Every day, our culture is becoming more and more pet-centric, but there are still places that exclude pets. Illegitimate service animals become unfortunate representations when they misbehave (e.g., barking, making messes, jumping on others). Real trained service animals, in turn, suffer the consequences.
The Fine Lines
The ADA stipulates that all public places provide access to service dogs and their owners. Businesses or organizations are allowed to ask if the dog is required due to a disability and what tasks the animal can perform. It’s against the law to ask about the nature of person’s disability or to request documentation, which is partially why it’s so easy to fake having a service animal.
To further understand why one shouldn’t fake having a service animal, take a look at the following categories of animals that can accompany their owners/handlers and provide assistance:
- Emotional support animals (ESAs) ‒ They provide emotional support and comfort to those with a documented mental health condition, but they’re not covered under the ADA.
- Therapy animals ‒ Evaluated and registered through a therapy animal organization, these animals do not have extra rights under the ADA. Dogs that visit hospitals, schools, or libraries are typically therapy animals.

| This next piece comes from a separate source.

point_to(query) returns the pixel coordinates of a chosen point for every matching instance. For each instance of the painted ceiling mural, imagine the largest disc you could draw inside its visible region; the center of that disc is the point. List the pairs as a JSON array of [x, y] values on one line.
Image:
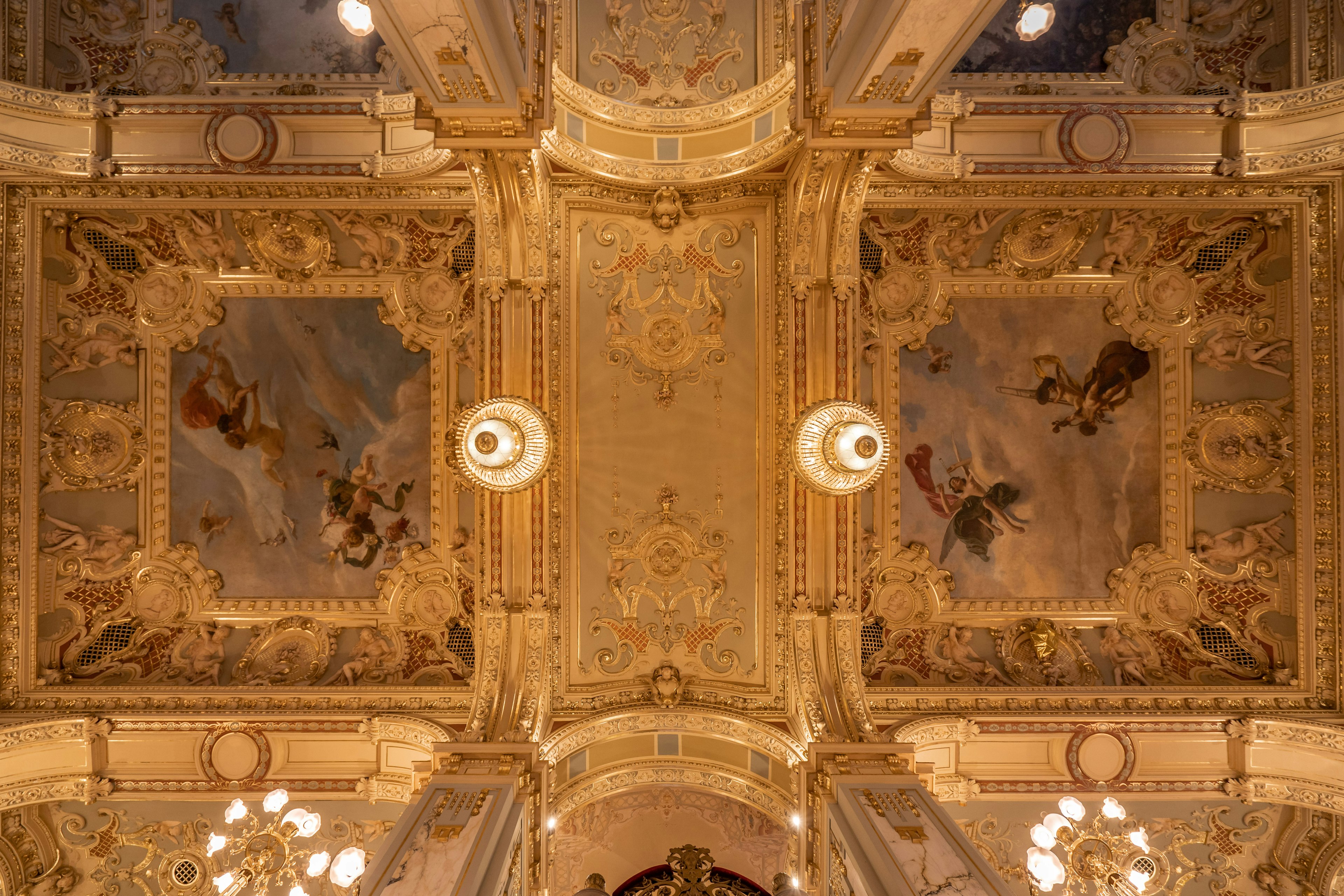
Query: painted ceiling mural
[[389, 430]]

- Service animals ‒ These animals are connected to people who can’t perform certain tasks without them, such as the visually or hearing impaired, those in wheelchairs, etc. They receive 2 years of intensive training (cost upwards of $40k!), and the wait time for one is over two years. Service animals are not legally required to wear identifying vests.
Do Not Fake Having a Service Animal
In Massachusetts, you might have to pay $500 if you fake having a service animal; in California, the fine is $1000 and up to 6 months behind bars! Twelve states, such as Virginia and Colorado, currently have laws criminalizing fake service animals.
When people fake having a service animal, it’s for various reasons. Some just want to be able to bring their dog with them wherever they go, such as to bars, hotels, and restaurants. However, protecting the rights of disabled individuals who actually depend on service animals is the right choice.